Sonicsgate: Requiem for a Team--as every Pacific Northwest sports fan should know--is a film that chronicles how the Seattle SuperSonics ended up in Oklahoma City thanks to the shady dealings of ex-Sonics owner Howard Schultz, OKC-owner Clay Bennett, NBA Commissioner David Stern and a handful of other villains.

The folks behind the movie, however, have never been content with just telling people to watch their film or directing them to their website.

Sonicsgate producer Adam Brown most recently showed up at Howard Schultz's book signing event in Issaquah and captured another fan heckling him about selling the Sonics (before Brown himself was thrown out for simply wearing Soncis gear).

Anyhow, back to the playoff appearance. Here's the video.

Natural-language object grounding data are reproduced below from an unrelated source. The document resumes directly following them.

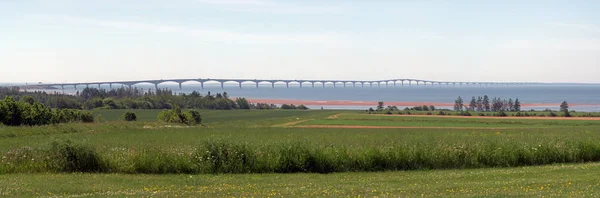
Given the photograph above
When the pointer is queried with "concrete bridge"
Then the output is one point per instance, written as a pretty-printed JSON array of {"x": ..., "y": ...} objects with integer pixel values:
[{"x": 300, "y": 83}]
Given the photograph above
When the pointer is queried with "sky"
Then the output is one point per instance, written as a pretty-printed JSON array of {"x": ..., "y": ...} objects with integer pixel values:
[{"x": 443, "y": 40}]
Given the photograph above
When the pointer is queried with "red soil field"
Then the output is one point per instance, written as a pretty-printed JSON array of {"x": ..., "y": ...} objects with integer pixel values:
[{"x": 374, "y": 103}]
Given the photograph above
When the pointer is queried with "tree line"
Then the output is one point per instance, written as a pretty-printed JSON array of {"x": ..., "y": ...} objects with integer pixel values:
[
  {"x": 483, "y": 104},
  {"x": 134, "y": 98},
  {"x": 29, "y": 112}
]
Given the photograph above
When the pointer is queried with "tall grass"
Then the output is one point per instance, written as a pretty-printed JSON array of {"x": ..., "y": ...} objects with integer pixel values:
[{"x": 292, "y": 156}]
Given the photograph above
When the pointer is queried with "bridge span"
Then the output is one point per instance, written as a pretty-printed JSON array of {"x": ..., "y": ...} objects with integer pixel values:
[{"x": 300, "y": 83}]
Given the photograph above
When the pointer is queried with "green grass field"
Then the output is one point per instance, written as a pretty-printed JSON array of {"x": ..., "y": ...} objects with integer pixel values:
[
  {"x": 578, "y": 180},
  {"x": 497, "y": 157},
  {"x": 382, "y": 120}
]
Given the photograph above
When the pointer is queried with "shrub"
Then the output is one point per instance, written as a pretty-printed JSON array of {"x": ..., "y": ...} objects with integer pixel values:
[
  {"x": 302, "y": 107},
  {"x": 175, "y": 115},
  {"x": 77, "y": 157},
  {"x": 196, "y": 118},
  {"x": 501, "y": 113},
  {"x": 566, "y": 113},
  {"x": 129, "y": 116}
]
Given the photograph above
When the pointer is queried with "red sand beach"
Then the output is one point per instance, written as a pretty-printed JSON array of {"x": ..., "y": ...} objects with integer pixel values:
[{"x": 374, "y": 103}]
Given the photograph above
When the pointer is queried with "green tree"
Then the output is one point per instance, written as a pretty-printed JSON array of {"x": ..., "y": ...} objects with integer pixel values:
[
  {"x": 564, "y": 106},
  {"x": 479, "y": 103},
  {"x": 28, "y": 100},
  {"x": 486, "y": 103},
  {"x": 473, "y": 104},
  {"x": 380, "y": 105},
  {"x": 242, "y": 103},
  {"x": 517, "y": 105},
  {"x": 129, "y": 116},
  {"x": 458, "y": 104}
]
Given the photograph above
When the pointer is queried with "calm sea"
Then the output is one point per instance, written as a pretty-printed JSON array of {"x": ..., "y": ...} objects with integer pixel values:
[{"x": 587, "y": 97}]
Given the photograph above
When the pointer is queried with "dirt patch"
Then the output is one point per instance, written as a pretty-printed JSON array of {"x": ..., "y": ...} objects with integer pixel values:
[
  {"x": 398, "y": 127},
  {"x": 374, "y": 103},
  {"x": 492, "y": 117}
]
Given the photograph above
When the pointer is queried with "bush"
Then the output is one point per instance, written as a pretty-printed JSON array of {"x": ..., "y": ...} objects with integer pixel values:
[
  {"x": 196, "y": 118},
  {"x": 501, "y": 113},
  {"x": 73, "y": 157},
  {"x": 566, "y": 113},
  {"x": 29, "y": 112},
  {"x": 175, "y": 115},
  {"x": 302, "y": 107},
  {"x": 129, "y": 116}
]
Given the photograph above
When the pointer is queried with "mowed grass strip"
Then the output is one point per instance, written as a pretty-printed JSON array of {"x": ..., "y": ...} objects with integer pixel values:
[
  {"x": 252, "y": 145},
  {"x": 378, "y": 120},
  {"x": 235, "y": 118},
  {"x": 573, "y": 180}
]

Seattle Weekly spoke with Sonicsgate Director Jason Reid today. He says the crew's appearance at the game was part of their "No Team Is Safe" campaign, which aims to remind teams across the league that, at any time, their team might be snatched away just like the Soncis were.

"With the Thunder in the playoffs we thought it was necessary to make an appearance and show everyone that we won't be silenced until we get an NBA team back in Seattle," says Reid. "It's really about letting national media know Seattle deserves a franchise back."

Brown also says that he and his supporters plan on shifting their efforts toward convincing local leaders to build a new stadium or to renovate Key Arena.

"Look, we can make all these appearances, but the bottom line is we need to build new arena," says Reid. "And we want to start moving toward realizing that goal. The Sonics army is more fired up and angry then ever. Seeing the Thunder in the playoffs, that should be our team playing at Key Arena."